Wednesday, July 25, 2007

Castles in Spain

[posted by Callimachus]

In a mythical land, a very rich man decides "Poverty is the great moral issue of our century," and he runs for president based on that message.

His essential problem is that his program expects the poor to 1. recognize themselves as hopelessly poor and 2. identify the federal government as the paternal institution that will lead them out of it because they can't do it themselves. That tends not to be how people in this mythical land think of themselves or their world.

But the thing his critics most concentrate on is not this, but his own wealth. Which is odd because his critics are often able to articulate the argument that the best way to make everyone less poor also allows some people to become extremely, obscenely rich. And that if you simply transfer wealth from the rich to the poor, the poor get no better. Like Dolly Levi, they know "Money is like manure," you have to spread it around in a way that makes things grow.
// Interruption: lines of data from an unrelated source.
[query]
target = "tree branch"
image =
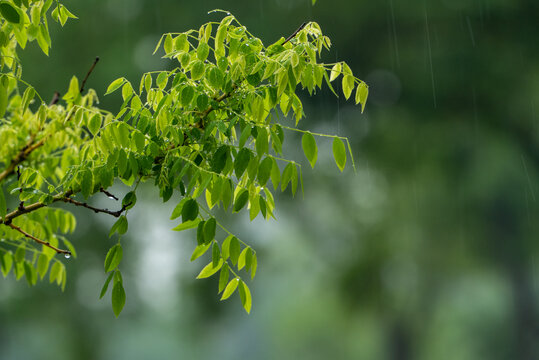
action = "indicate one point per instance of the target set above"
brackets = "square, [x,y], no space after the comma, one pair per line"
[21,156]
[44,243]
[108,194]
[88,74]
[94,209]
[21,210]
[294,33]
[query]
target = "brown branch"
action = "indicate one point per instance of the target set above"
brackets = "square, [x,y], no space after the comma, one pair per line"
[94,209]
[294,33]
[21,210]
[44,243]
[55,98]
[21,156]
[108,194]
[88,74]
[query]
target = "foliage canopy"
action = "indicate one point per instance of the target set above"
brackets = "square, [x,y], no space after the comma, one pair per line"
[209,129]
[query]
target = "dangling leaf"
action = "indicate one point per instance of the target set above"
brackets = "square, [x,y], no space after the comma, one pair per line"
[309,148]
[339,153]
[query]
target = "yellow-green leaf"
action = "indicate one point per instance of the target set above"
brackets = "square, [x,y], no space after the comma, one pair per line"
[335,71]
[209,270]
[230,288]
[115,85]
[245,296]
[339,153]
[347,85]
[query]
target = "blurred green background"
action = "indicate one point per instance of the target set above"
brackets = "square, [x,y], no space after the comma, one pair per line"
[428,251]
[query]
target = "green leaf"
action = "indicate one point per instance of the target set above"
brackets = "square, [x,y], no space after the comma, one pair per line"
[42,265]
[287,175]
[234,250]
[162,79]
[94,124]
[20,253]
[87,184]
[115,85]
[30,273]
[245,258]
[215,254]
[203,51]
[223,277]
[245,133]
[167,46]
[3,206]
[55,271]
[209,230]
[309,148]
[362,92]
[186,96]
[245,296]
[254,266]
[200,233]
[3,94]
[197,70]
[118,298]
[241,200]
[335,71]
[225,248]
[241,161]
[120,226]
[218,160]
[28,95]
[114,257]
[262,141]
[339,153]
[209,270]
[275,174]
[215,78]
[347,85]
[106,285]
[264,170]
[181,43]
[230,288]
[187,225]
[9,12]
[6,261]
[199,251]
[190,210]
[178,209]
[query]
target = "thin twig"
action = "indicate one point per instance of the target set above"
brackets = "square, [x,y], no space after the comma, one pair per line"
[96,210]
[108,194]
[45,243]
[88,74]
[21,156]
[55,98]
[32,207]
[294,33]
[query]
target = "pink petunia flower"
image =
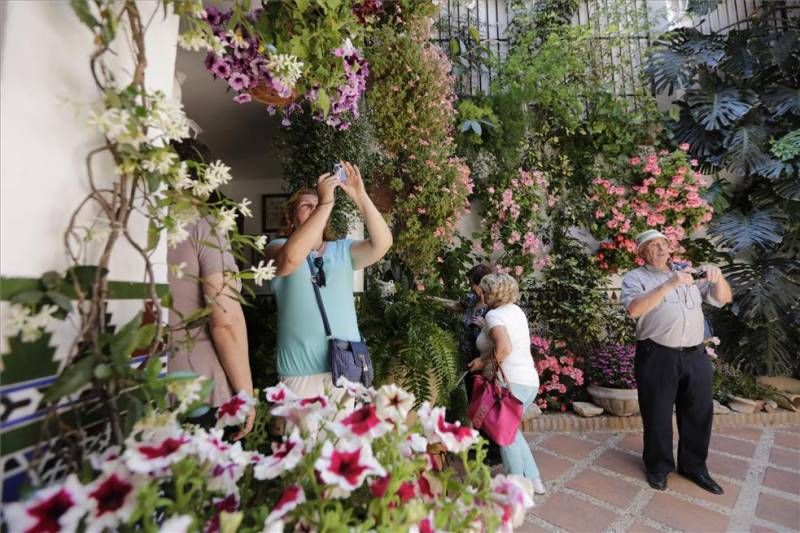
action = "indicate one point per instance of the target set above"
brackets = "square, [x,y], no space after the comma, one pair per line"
[234,412]
[347,465]
[148,458]
[51,510]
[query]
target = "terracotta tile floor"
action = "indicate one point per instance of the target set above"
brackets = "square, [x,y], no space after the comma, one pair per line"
[595,482]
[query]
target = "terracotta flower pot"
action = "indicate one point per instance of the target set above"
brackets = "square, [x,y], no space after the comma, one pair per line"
[619,402]
[267,95]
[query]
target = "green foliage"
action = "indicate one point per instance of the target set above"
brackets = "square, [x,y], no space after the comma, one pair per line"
[309,148]
[572,302]
[411,342]
[741,114]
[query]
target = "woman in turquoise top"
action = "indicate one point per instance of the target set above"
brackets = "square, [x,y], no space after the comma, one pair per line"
[302,346]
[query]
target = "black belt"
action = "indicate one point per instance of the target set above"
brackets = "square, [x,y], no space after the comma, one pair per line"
[694,348]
Like, if the rich man has a chance to build a small, modest house he might spend $80,000 and that will make 100 working people somewhat richer -- from the filing clerk at the deeds office to the bricklayer to the subcontractor who provides the cement mixer. But if he builds a big honking mansion, he might spend millions and make 1,000 working people somewhat richer. Or if he gets a $20 Cost Cutters haircut and tips $2, that's $2 in some stylist's pocket. But if he spends hundreds on his hair ... you get the idea.